Jika “Tuyul” Liput Bencana (?)
![]() |
google.com |
Setiap genre jurnalisme memiliki
keunggulan tersendiri, salah satunya jurnalisme TV. Televisi hadir dengan
keunggulan audio dan visual dalam mewartakan berita kepada penonton. Sehingga makna dari
suatu informasi pun akan lebih mudah dipahami, karena mereka disuguhkan
dengan rekaman gambar nyata suatu
keadaan. Pun tak mungkin, jurnalisme TV termasuk informasi instan sekaligus
menarik minat penonton. Namun, sebenarnya tidaklah mudah mengolah suatu data
lapangan dan rekaman gambar menjadi suatu berita. Salah satunya dalam berita
bencana.
Meliput kejadian bencana dalam
jurnalisme TV, berarti mendapatkan data lapangan yang lengkap, rekaman gambar
yang memadai untuk mengambarkan bencana tersebut dan tentunya dengan tidak
menghiraukan kode etik jurnalistik. Tidak hanya nilai dari suatu berita yang
dipentingkan dalam jurnalistik ini. Tidak hanya kebutuhan untuk memberikan
informasi yang harus disegerahkan. Pun, tidak pula keselamatan diri wartawan
yang harus dinomorsatukan. Namun, juga tuntutan akan nurani kemanusiaan. Bahwa kita hadir untuk mereka,
mewartakan suara mereka, menjadikan berita TV itu milik mereka.

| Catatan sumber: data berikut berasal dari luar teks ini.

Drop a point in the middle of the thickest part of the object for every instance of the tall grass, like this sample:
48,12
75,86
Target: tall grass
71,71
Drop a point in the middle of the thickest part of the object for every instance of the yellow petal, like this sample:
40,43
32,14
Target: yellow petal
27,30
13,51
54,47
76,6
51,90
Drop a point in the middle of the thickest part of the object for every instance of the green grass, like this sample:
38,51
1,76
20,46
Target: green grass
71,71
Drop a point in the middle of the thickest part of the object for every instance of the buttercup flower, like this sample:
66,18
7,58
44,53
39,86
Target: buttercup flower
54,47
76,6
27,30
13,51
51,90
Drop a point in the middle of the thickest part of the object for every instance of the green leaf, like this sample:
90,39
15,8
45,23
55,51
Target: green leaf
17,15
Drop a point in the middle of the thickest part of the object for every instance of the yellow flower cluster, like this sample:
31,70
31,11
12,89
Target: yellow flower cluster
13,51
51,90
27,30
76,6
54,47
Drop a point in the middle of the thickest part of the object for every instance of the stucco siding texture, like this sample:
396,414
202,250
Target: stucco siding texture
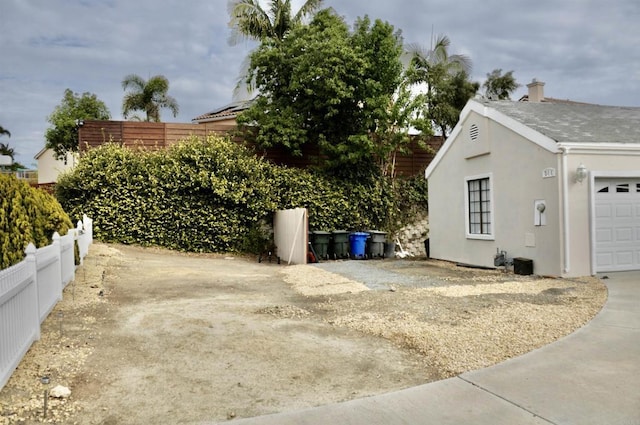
515,165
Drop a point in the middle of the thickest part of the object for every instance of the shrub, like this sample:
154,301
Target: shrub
27,215
208,195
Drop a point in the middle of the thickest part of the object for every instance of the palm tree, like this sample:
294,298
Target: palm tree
424,61
250,21
5,149
148,96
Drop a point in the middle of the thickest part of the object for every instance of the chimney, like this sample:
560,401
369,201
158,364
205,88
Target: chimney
536,91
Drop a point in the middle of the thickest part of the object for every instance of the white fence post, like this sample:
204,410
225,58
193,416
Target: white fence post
33,269
30,289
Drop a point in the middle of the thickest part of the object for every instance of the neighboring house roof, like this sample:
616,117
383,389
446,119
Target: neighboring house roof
41,152
225,112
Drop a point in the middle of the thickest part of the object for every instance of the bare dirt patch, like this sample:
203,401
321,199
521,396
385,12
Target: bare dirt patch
153,336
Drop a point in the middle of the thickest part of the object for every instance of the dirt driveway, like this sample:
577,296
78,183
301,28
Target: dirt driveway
153,336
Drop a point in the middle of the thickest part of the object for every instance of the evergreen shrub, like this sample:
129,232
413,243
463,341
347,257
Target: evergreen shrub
27,215
207,195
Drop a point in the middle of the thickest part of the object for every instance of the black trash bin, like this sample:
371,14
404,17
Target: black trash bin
340,244
375,244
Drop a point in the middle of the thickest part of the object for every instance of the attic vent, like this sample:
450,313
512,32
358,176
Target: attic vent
474,132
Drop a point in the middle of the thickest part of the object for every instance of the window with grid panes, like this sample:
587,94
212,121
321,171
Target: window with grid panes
479,193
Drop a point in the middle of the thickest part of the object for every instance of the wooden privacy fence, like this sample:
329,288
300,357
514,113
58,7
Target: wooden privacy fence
152,135
30,289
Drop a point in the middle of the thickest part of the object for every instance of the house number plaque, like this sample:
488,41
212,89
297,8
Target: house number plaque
548,173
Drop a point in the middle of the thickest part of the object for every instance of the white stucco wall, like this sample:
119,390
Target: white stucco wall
49,167
516,167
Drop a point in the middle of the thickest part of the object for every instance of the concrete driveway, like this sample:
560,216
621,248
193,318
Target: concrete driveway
590,377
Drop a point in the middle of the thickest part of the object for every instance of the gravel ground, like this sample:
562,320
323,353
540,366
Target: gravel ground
154,336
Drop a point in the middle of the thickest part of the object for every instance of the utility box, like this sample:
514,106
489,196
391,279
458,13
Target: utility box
523,266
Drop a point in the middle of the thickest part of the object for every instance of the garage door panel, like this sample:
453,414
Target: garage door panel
603,211
623,211
624,234
617,223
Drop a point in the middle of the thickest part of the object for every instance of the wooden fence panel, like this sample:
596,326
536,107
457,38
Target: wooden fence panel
29,291
291,235
150,135
48,278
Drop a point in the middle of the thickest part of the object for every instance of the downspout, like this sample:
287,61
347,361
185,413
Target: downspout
565,210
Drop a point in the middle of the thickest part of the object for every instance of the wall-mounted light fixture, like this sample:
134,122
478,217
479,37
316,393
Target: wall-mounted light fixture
581,173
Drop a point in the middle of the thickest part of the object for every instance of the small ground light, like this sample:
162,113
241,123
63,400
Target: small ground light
45,381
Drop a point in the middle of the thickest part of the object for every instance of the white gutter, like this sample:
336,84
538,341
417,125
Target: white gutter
565,210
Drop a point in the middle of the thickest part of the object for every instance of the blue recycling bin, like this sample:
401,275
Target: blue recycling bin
357,245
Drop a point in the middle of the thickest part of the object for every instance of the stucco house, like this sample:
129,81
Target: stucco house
555,182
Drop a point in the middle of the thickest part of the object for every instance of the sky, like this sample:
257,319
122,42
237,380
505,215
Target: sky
583,50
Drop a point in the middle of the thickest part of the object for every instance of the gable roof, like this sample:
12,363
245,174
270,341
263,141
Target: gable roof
573,122
225,112
551,124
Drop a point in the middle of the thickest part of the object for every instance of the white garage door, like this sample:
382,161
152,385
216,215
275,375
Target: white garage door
617,208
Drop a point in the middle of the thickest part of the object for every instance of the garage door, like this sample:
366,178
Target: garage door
617,209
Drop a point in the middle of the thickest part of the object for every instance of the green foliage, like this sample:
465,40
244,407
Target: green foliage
148,96
26,215
325,85
409,199
500,86
63,136
446,77
249,20
209,196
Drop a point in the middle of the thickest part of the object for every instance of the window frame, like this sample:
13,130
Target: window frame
480,236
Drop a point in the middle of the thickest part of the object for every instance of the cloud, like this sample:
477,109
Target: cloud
583,49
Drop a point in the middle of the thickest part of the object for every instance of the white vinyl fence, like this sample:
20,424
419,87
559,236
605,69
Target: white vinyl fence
30,289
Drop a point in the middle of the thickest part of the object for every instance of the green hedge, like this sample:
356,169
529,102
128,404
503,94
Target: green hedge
27,215
206,195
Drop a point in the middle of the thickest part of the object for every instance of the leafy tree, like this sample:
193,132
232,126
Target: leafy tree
148,96
326,86
392,135
500,86
62,137
7,150
249,20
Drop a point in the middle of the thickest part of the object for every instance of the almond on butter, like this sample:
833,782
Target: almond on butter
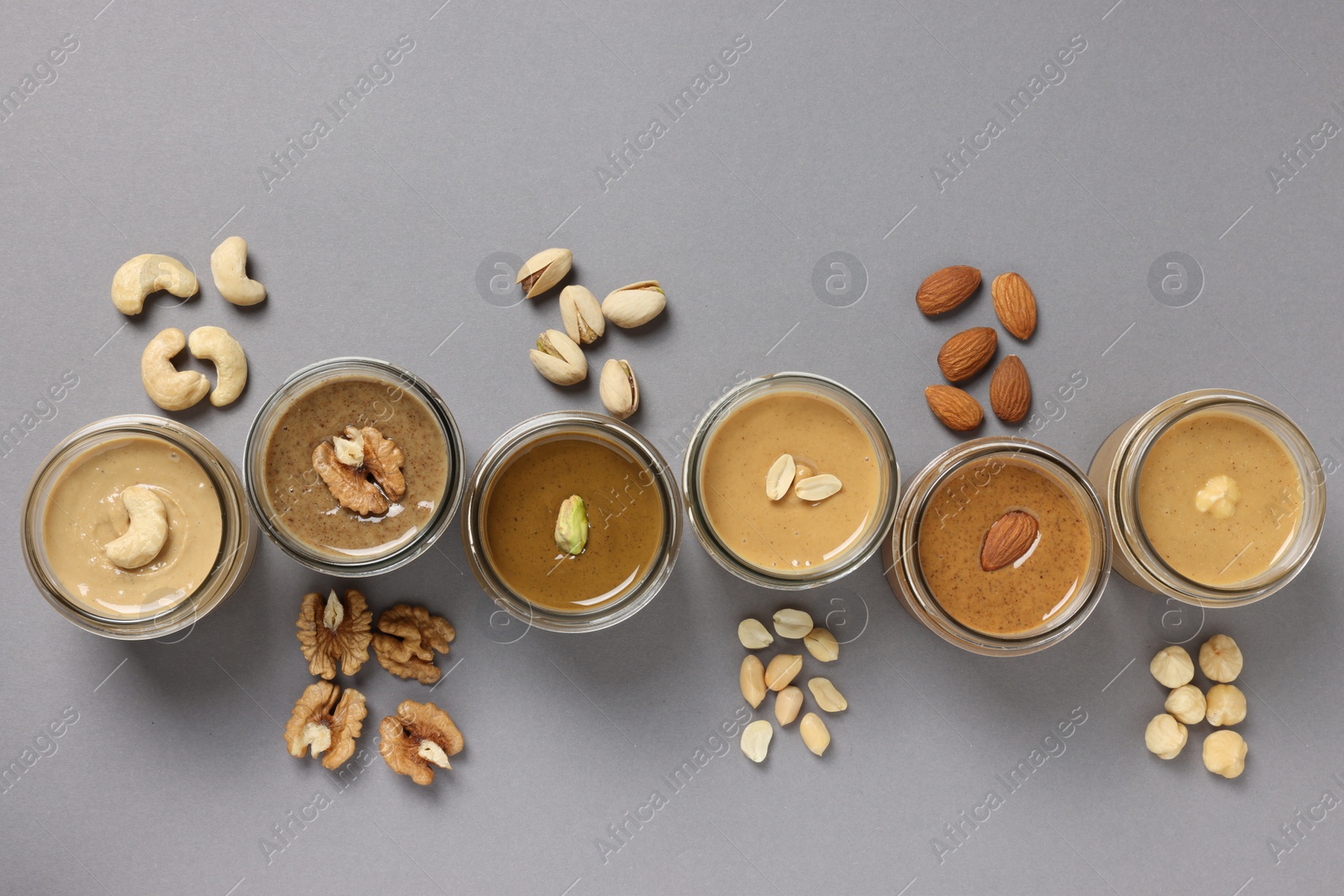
1015,304
967,354
954,407
1010,390
1008,539
945,289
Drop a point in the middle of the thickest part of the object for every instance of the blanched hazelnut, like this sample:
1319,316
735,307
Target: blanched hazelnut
1221,658
1173,667
1166,736
1225,754
1187,705
1226,705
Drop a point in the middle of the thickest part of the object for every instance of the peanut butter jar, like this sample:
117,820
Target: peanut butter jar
938,553
74,508
1214,497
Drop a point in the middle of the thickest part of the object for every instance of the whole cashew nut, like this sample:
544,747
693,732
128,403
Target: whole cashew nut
168,387
145,275
228,266
215,344
147,533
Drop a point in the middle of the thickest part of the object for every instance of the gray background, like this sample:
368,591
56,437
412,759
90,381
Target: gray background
822,140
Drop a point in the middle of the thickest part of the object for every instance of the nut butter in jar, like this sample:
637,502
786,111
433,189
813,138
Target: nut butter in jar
571,521
302,512
792,540
1214,497
1000,547
76,508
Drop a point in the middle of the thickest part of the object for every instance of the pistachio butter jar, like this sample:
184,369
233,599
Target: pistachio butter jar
571,521
73,510
1214,497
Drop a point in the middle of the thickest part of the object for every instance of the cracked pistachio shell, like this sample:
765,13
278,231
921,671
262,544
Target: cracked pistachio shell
571,526
544,270
558,359
582,315
618,389
636,304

Menjadikan sebuah berita TV milik
mereka, haruslah mengambarkan ungkapan perasaan mereka, dan melalui rekaman
gambarlah semua itu disampaikan. Melihat peran pentingnya sebuah gambar, hingga
tak sembarang kameramen ataupun wartawan yang diturunkan kelapangan, tak semua
rekaman gambar bisa diloloskan untuk naik siar. Karena bukan saja mereka yang
melihat bencana melalui layar TV yang menangkap sebuah pesan, tapi juga mereka
yang dalam rekaman gambar tersebut yang menuntut “Gambar inikah yang bisa
menyampaikan duka kami”.
Di Indonesia, TV mewartakan berita
bencana masih pada saat bencana itu terjadi, ataupun beberapa hari pasca bencana.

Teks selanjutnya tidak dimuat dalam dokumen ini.